Ovviamente, tutte le attività lavorative sono continuate anche e soprattutto perché si è agito mettendo in sicurezza filiali e lavoratori. “Le aziende alimentari si sono dotate in tempi record dei dispositivi di protezione necessari, introducendo procedure mirate ad assicurare il distanziamento e ricorrendo laddove possibile allo smart working. È stato come sostituire le ruote ad un’auto in corsa“.

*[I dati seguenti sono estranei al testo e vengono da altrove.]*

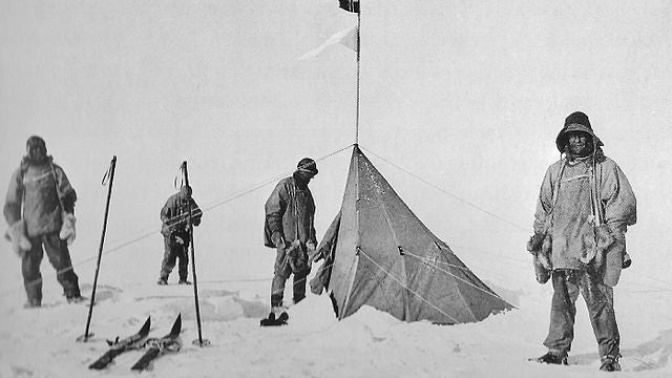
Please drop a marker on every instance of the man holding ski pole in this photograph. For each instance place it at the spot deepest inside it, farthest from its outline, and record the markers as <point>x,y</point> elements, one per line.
<point>289,228</point>
<point>175,231</point>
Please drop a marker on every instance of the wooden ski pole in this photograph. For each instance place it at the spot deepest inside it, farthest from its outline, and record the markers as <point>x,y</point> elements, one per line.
<point>110,172</point>
<point>199,341</point>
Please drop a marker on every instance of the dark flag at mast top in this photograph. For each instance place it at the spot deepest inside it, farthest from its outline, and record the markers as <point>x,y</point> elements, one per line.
<point>350,5</point>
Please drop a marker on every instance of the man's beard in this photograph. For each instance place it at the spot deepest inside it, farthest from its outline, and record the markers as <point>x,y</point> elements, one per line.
<point>580,150</point>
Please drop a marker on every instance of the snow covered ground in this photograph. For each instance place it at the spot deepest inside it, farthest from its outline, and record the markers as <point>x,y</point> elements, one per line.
<point>467,96</point>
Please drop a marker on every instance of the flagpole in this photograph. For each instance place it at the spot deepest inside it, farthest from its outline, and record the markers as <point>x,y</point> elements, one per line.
<point>359,24</point>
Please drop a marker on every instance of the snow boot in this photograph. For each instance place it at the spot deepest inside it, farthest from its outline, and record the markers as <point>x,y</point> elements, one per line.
<point>76,299</point>
<point>610,363</point>
<point>552,358</point>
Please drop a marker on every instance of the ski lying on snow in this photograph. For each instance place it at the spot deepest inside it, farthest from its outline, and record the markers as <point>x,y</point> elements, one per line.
<point>272,321</point>
<point>119,346</point>
<point>157,347</point>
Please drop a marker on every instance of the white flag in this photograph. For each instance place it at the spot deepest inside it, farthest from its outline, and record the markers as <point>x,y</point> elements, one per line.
<point>347,38</point>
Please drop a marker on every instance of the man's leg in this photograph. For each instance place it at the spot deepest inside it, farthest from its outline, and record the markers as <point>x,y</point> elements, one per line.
<point>299,286</point>
<point>563,311</point>
<point>281,272</point>
<point>599,299</point>
<point>183,256</point>
<point>59,257</point>
<point>30,268</point>
<point>168,262</point>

Un’auto in corsa che non ha mai potuto fermarsi, nemmeno per far rifornimento. Ma, per fortuna, di far rifornimento sembra non ce ne sia mai stato il bisogno. “Le scorte di magazzino hanno permesso alle aziende di riorganizzarsi e riprendere la produzione, e hanno aiutato a far fronte alla richiesta triplicata da parte soprattutto della grande distribuzione”. E la produzione, allora, ha potuto proseguire ai ritmi dettati dall’emergenza. Lavazza parla anche di casi in cui si è registrata qualche perdita, ma – sottolinea – “in ogni caso il sistema ha trovato il suo equilibrio, e riusciamo a garantire l’approvvigionamento di tutti i nostri prodotti“.

marco lavazza

Il fardello più grande: la chiusura di bar e ristoranti

Il vero fardello, uno dei più grandi ostacoli che ha mandato fuori strada l’auto in corsa, è tuttavia da riscontrarsi nella chiusura di bar e ristoranti. “Questa, purtroppo, è una nota dolente. C’è una sensazione diffusa secondo cui il reparto alimentare non sia stato colpito dalla crisi e che anzi ci abbia guadagnato. Non è così: sei imprese su dieci denunciano un calo di produzione e fatturato“, spiega Lavazza ai giornalisti del Corriere.

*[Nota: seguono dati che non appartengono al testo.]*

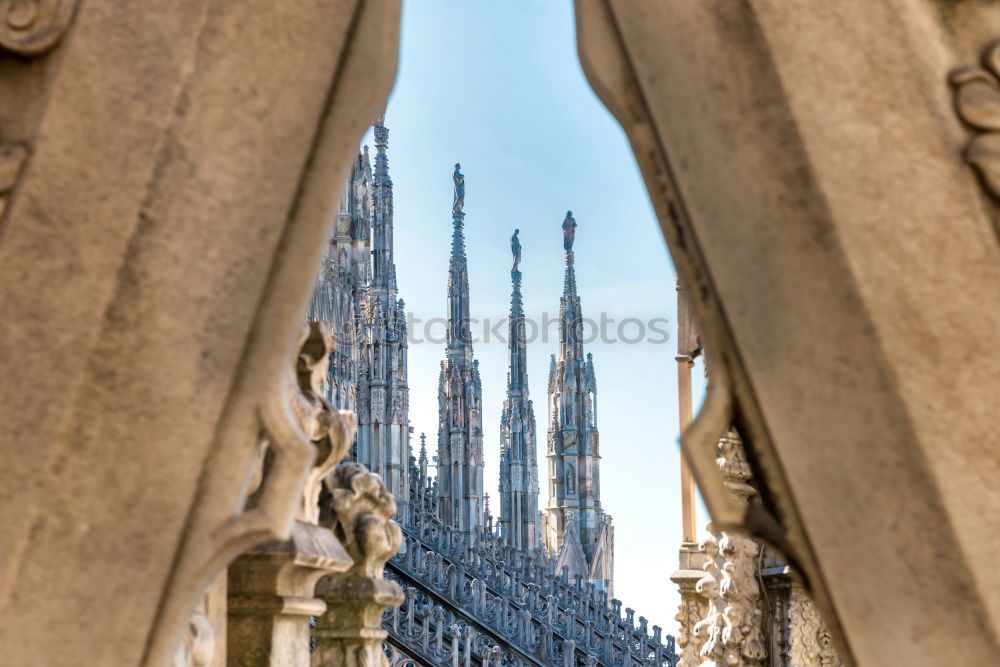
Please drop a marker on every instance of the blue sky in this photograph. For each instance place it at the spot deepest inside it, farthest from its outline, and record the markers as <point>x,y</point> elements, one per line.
<point>498,87</point>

E prosegue: “Nonostante la crescita dei consumi alimentari domestici a marzo, anche aziende che hanno visto crescere fatturato e produzione hanno però dovuto sopportare un aumento dei costi delle materie prime o della logistica che inciderà negativamente sui bilanci. Dall’altra parte troviamo tutte quelle aziende che lavorano soprattutto sul canale del ‘fuori casa’ che hanno visto un calo netto delle vendite, che non potrà essere recuperato nei prossimi mesi”.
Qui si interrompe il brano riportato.